Be it in the traditional side of the enthusiast scene or the air-ride equipped 'stance' side of the scene, a pervading trend in modified cars are clean vintage cars with an OE+ look. Take for instance this '73 100 LS 2-door featured on German vintage car website Youngtimer Scene. The rarity of a C1 2-door, combined with stunning bodywork and restored vintage mesh-style racing wheels probably had you at "hello", but just in case it didn't consider this. Under the hood is a turbocharged 20-valve 5-cylinder engine.

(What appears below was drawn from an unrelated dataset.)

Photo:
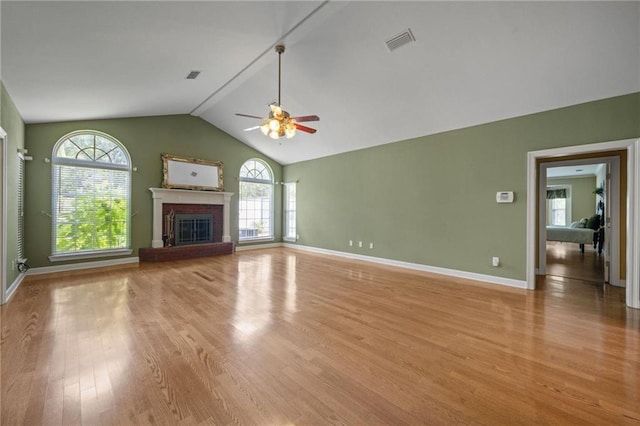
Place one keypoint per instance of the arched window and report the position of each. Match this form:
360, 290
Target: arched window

Check out more details (in German) and more photos (including the engine bay) after the jump. Thanks Hans for the tip.

* Full Story *


----------



## audicoupes1 (Oct 29, 2005)

Hello George, 
This 'Brown SUGAR baby" is in my heart from the beginning of this project... and I hope to drive it for a while in Nuerburgring in 38 days from today... Dirk will take mine and I will take his baby for a while... 
His internet site : http://www.boersch-net.de 
This car hasn't an I5 20v turbo engine under the hood, but a 4 cylinder 16v with an output 300PS Less of MORE ... 
Amazing job indeed! 
:thumbup: 
Theo


----------



## [email protected] (Apr 9, 2004)

Are you guys trading cars Theo?  

Any updates on your S?


----------



## flotsam (Oct 9, 2009)

absolutely gorgeous car.


----------



## King_Rabbit (Oct 7, 2011)

super congratulations


----------



## yoasted (Jul 23, 2010)

Majestic!!!


----------



## VolksAddict (Aug 9, 2004)

So nice!


----------



## 83mk2scirocco (Nov 13, 2008)

flotsam said:


> absolutely gorgeous car.


To die for.


----------



## Suspekt (Oct 1, 2006)

Great car :thumbup:


----------



## ben450 (Apr 20, 2010)

that car is so nice!


----------